‘Western Union’ isn’t liable to pay any tax in India for transferring money to India for their American clients even if it appoints agents in India to provide those services and setS-up a liaison office to interact with such agents.
a) Western Union Financial Services Inc. (‘Western Union’), incorporated in USA, was engaged in the business of rendering money transfer services.
b) In order to provide said services to citizens of the USA desirous of remitting money to India, Western Union had set-up a liaison office (LO) in India. It appointed agents in India and provided them software (Voyager) to access its mainframes in the USA. The agents were paid commission on completion of money transfer transactions.
c) Western Union filed its return declaring ‘nil’ income by contending that it was not liable to pay any tax in India on income arising from money transfer services as it didn’t have any permanent establishment (PE) in India.
d) The Assessing Officer was of the view that income arising to the Western Union from money transfer services was taxable in India both under the Income-tax Act (‘the Act’) and the India-USA DTAA.
e) CIT(A) set aside the order of the AO. Aggrieved by the order of the CIT(A), revenue filed the instant appeal before the Tribunal.
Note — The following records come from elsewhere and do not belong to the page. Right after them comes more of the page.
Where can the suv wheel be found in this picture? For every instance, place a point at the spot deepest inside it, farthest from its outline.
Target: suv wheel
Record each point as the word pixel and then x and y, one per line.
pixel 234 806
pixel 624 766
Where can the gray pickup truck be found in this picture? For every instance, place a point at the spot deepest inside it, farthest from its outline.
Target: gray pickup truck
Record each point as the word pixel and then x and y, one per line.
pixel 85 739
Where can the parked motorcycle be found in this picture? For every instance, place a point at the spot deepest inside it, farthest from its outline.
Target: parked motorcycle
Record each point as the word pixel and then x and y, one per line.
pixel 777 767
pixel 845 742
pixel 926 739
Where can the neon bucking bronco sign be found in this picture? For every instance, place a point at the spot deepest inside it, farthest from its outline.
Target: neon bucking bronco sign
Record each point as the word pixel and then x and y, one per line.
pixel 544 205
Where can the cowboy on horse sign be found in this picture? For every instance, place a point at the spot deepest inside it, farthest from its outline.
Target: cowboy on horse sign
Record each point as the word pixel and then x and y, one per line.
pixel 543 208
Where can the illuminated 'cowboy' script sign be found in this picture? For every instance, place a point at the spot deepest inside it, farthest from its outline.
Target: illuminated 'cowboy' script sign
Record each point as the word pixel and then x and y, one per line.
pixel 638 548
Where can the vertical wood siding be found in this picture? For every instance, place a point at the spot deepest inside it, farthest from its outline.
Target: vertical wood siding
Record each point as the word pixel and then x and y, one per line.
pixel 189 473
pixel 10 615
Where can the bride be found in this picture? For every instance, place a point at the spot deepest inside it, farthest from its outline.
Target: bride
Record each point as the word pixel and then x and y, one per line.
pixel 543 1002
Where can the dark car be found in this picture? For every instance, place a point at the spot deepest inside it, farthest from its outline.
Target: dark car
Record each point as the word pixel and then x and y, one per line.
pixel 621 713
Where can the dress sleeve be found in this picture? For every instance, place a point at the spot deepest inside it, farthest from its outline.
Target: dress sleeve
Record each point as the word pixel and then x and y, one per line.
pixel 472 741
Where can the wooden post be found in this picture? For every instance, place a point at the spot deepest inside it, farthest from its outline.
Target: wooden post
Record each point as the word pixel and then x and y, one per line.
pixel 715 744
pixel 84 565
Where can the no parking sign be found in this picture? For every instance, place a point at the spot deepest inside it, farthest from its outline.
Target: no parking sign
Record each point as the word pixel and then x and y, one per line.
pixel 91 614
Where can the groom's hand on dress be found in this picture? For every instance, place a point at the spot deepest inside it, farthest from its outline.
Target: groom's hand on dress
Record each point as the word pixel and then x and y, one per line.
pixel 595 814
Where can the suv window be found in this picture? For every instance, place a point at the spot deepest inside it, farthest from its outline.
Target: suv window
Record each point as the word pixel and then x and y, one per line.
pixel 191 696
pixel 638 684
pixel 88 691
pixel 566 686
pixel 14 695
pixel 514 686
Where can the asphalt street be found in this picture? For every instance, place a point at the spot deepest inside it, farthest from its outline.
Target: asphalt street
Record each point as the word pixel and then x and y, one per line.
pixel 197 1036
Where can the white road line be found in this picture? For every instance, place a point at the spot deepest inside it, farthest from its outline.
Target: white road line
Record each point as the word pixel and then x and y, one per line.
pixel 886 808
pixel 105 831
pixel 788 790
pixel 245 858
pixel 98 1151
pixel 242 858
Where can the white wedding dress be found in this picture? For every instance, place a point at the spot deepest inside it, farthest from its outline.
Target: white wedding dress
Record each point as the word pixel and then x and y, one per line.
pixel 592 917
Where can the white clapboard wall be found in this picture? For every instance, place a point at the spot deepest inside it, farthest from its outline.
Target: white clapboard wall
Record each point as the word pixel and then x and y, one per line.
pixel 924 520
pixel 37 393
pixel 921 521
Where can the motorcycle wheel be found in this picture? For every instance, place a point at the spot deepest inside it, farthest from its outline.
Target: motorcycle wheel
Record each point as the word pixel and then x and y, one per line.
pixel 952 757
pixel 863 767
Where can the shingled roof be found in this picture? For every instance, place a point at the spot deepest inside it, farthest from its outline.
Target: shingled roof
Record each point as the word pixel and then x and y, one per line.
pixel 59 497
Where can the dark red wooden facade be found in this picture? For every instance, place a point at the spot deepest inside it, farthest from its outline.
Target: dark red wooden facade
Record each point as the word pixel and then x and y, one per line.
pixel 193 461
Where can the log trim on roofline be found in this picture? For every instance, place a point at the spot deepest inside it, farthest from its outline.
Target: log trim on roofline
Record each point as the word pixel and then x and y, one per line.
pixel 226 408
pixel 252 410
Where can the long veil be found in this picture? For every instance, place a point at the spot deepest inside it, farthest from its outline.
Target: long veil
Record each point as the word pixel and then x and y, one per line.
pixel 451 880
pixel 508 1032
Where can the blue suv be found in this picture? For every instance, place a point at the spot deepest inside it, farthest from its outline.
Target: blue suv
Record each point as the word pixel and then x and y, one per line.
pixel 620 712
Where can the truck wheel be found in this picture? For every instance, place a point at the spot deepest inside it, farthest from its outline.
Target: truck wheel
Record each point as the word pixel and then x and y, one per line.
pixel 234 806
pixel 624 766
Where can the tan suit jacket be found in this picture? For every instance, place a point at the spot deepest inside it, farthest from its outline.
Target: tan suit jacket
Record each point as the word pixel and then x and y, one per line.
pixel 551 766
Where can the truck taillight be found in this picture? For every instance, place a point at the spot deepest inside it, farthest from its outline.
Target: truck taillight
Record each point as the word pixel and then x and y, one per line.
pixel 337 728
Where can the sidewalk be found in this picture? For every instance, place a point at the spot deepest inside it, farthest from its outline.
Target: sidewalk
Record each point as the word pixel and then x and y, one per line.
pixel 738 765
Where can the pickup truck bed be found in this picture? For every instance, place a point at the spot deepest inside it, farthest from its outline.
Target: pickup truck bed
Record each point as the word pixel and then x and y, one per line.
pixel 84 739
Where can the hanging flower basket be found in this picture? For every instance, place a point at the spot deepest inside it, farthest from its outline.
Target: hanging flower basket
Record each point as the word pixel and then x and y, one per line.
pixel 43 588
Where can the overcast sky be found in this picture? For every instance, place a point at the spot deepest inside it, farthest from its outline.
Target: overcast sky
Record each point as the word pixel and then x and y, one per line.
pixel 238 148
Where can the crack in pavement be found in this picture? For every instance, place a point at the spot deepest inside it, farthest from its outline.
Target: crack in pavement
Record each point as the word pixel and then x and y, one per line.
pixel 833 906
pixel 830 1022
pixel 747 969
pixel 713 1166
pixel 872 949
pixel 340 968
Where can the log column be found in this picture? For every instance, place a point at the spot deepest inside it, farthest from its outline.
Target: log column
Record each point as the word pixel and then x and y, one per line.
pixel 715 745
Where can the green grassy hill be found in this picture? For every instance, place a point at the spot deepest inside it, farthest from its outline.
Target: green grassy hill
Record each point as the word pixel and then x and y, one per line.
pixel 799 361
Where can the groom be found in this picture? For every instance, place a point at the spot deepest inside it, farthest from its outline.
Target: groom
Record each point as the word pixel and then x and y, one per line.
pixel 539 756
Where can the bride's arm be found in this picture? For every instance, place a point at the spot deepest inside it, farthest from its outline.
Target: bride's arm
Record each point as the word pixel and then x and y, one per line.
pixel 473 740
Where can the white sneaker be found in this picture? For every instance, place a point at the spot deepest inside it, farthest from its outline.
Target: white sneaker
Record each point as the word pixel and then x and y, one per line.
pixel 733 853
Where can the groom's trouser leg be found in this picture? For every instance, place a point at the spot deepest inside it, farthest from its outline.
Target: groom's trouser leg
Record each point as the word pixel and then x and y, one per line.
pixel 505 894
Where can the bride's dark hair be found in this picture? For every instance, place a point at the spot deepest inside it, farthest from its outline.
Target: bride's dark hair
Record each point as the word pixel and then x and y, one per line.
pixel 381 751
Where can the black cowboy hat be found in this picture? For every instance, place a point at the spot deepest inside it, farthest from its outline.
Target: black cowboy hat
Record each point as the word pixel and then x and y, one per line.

The Tribunal held in favour of assessee as under-
1) Though Western Union had business connection in India in terms of section 9 of the Income-tax Act, yet it did not have a PE in India under India-USA DTAA. It made following observations on different categories of PEs:
· Fixed Place PE
It was held that Western Union could not be said to have fixed place PE in India as it did not have its own outlet in India and it was carrying on its business through agents appointed in India.
· Liaison office as PE
It was held that LO could not be considered as Western Union’s PE in India as it carried out activities which were of a preparatory or auxiliary character. It had not carried on any trading activity for the assessee in India. It had only a small number of executives and a support staff. The LO had also filed status reports to the RBI listing out the activities which it actually carried out during the years. None of the activities could be described as anything other than of preparatory or auxiliary character. Therefore, the LO could not be considered to be the PE of the Western Union in India.
· Software as PE
It was held that the software was the property of the Western Union and it had not parted with its copyright therein in favour of the agents. The agents had only been allowed the use of the software in order to gain access to the mainframe computers in the USA. Mere use of the software for the said purpose from the premises of the agents could not lead to the decision that the premises-cum-software would be the PE of the assessee in India. As per article 5 of India-USA DTAA, an installation might amount to a PE, provided it is used for the exploration of natural resources. Therefore, even if the software was to be considered as an installation, since it was not used for exploration or exploitation of natural resources, it could not per se be treated as a PE.
· Dependent Agent PE
It was held that agents appointed by Western Union were acting in the ordinary course of their business and their activities were not devoted wholly or almost wholly to the Western Union. Further, commissions were paid to them at arm’s length price. Therefore, the agents were independent agents under Article 5.5 of the India-USA DTAA.
2) Hence, in the absence of any PE in India the profits of the Western Union, if any, attributable to the Indian operations could not be taxed In India- Deputy DIT v. Western Union Financial Services Inc.  64 taxmann.com 230 (Delhi - Trib.)